= Participatory budgeting in Vallejo, California =

In 2013, the city of Vallejo, California, became the first municipality in the United States to adopt a wide participatory budgeting, a process in which citizens decide to vote where a portion of their tax money can be allocated. One of the goals of the participating budgeting is to make Government more transparent and create strong partnership and increase participation between citizens and local government leaders. The four main reasons the project was proposed. One is to improve the city's infrastructure and services, the second is to engage the community by granting representation to underrepresented groups. The third is to transform democracy by granting more decision power and citizenry democratic participation. The fourth is to make government more transparent by creating a dialogue between citizens and the local government. This process allows residents to engage in the political process and regain the trusted of the elected officials.

==History==
Vallejo is one of the cities in the East Bay of Northern California, having a population of about 115,000 people. It is one of the most ethnically diverse cities in the United States and has beautiful landscapes that include spring mountains, and waterfronts. The city faced some economic challenges in 2008 due to economic recession which resulted in the city filing bankruptcy. The inability to control crimes due to the layoffs of law enforcement personnel and also various government department experienced a great deal of personnel cuts as well. After three years of financial difficulties, the city emerged from bankruptcy and credit to the leadership of the city Mayor and the city council members. The proposed measure B, a sale tax of 1% that would increase the level of public services. The proposed measure B, if passed, will allocate 30% of the revenue generated through the 1% taxes to allow residents decide how and what to utilize the 30% portion of the revenue for in the city.

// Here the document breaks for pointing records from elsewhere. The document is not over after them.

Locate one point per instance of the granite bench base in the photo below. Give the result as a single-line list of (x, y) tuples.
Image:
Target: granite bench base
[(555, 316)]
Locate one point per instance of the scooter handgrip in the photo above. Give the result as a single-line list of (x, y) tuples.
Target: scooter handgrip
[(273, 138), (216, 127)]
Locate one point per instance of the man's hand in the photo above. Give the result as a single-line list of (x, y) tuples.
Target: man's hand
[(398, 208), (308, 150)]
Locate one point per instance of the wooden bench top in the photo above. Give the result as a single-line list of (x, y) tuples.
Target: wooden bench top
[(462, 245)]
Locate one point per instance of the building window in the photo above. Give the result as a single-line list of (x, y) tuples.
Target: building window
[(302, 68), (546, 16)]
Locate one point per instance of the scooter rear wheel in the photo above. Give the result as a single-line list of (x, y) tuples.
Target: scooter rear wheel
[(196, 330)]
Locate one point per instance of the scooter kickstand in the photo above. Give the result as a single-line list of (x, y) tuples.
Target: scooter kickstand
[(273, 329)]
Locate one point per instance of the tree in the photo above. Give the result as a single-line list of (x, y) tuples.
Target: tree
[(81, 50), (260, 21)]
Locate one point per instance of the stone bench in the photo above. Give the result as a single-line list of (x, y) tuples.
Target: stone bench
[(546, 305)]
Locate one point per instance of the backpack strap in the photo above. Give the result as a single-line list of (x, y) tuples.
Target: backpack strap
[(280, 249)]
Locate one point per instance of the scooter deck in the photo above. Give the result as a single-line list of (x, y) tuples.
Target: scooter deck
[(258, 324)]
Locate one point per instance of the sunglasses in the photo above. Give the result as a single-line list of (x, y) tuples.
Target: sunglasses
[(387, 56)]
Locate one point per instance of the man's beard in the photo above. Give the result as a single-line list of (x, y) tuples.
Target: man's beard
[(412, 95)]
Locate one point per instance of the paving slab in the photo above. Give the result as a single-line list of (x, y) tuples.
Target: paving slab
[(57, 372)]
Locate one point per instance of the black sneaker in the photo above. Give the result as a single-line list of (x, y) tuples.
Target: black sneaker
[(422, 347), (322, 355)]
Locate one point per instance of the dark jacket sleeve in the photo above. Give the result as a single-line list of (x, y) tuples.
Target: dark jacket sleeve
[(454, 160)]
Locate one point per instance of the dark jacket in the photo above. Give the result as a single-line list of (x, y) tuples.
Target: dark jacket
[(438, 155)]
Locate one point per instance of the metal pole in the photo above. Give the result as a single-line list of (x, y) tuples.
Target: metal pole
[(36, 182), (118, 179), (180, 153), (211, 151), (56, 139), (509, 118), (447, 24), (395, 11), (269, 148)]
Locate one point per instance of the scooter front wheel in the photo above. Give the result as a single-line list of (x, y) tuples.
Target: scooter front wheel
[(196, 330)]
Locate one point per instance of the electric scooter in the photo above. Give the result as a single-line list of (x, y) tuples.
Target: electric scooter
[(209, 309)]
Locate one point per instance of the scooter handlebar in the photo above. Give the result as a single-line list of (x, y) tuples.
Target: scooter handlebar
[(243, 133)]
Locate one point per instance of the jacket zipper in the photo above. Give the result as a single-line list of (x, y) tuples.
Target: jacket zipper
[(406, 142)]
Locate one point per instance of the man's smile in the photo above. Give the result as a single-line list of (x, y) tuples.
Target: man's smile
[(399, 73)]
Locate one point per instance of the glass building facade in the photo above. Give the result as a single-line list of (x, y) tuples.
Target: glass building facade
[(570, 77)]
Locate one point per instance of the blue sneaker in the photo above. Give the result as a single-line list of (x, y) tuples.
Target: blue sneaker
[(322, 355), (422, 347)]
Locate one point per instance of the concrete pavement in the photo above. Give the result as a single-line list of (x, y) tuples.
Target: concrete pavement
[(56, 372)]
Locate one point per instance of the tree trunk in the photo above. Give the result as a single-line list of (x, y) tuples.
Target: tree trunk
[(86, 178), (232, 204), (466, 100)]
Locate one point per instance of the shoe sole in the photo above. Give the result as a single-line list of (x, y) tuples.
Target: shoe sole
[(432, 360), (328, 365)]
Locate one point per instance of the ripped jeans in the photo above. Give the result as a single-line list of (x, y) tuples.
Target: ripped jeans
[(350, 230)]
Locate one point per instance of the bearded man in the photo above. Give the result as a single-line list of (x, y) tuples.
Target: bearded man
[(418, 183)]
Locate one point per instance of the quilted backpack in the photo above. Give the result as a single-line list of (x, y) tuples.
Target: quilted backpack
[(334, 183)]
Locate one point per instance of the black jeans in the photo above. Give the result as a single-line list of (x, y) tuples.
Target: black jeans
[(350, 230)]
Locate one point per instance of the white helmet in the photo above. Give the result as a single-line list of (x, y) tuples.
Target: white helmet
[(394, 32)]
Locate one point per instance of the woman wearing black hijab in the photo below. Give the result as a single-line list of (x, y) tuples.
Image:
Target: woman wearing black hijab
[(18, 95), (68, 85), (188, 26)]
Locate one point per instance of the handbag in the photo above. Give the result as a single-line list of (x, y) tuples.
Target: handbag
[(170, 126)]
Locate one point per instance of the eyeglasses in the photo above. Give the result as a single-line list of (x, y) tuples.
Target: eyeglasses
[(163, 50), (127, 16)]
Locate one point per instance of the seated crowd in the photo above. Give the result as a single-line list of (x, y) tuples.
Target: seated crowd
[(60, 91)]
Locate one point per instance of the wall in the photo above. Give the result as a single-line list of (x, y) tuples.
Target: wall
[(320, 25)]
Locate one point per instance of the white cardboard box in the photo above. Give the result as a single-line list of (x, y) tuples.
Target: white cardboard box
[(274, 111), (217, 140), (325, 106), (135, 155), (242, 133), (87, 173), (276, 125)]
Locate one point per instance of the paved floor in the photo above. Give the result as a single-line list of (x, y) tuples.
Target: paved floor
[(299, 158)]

==Supporters and funding==
Measure B was adopted by the city council in 2011 and the major player and driving force behind the project was Councilwoman Marti Brown. The city hired a non-government organization to provide a framework, strategies and options to create a program for the city of Vallejo. The city agrees to use part of the funds from measure B which was about $200,000 for the operational cost of the program. The citizen would be able to decide which projects within the city are appropriate to use the 30% of the revenue for, which was around $3 million in 2015.

==Participant selection==
The participant selection process began in mid-2012. There were four mechanisms for participant selection. First, thirteen members of local civic organizations were selected by the City to serve on the Steering Committee, the main overseer of the project. The City Council took this measure because it wanted fair representation for minority groups in the community. They chose members from the following groups: Better Vallejo, Vallejo Chapter of the National Association for the Advancement of Colored People (NAACP), Greater Vallejo Recreation District, Solano Hispanic Chamber of Commerce, Vallejo Convention and Visitors Bureau, Solano County Black Chamber of Commerce, Belvedere Homeowners Association, Vallejo Chamber of Commerce, Heritage District Neighborhood Watch, Solano Community College District, Hillcrest Park Homeowners Association, Filipino-American Retired US Armed Forces Association, Parkview Terrace Neighborhood Association, Vallejo Heights Neighborhood Association, Hiddenbrooke Property Owners Association, Vallejo Sister City Association, Filipino Community of Solano County, Filipino-American Chamber of Commerce, Solano Association of Realtors. Florence Douglas Senior Center

==Deliberation, decisions and public interactions==
The deliberation process began in fall 2012. The cycle was divided into four phases. This organization was mandated by the Steering Committee’s Rule Book, a document that laid out the plans and regulations for the PB process. Budget assemblies were held during the first phase, which ran in October and November 2012. These were community meetings where the City Council and the Participatory Budgeting Project presented information to residents on the participatory budgeting process. Turnout to these meetings was moderate however a large number of youth appeared. In an interview with a local newspaper, a seventeen-year old girl commented that she was fascinated by the City’s presentation after having been dragged to the meeting by her father (Semuels, 2014, June 3 2015). During this initial period, locals were able to converse with the Steering Committee and to brainstorm project initiatives. During these months, residents could apply as budget delegates. This position enabled them to attend meetings and to work intimately with the Steering Committee to suggest project proposals. They were also responsible for creating campaigns that educated ordinary citizens on the process.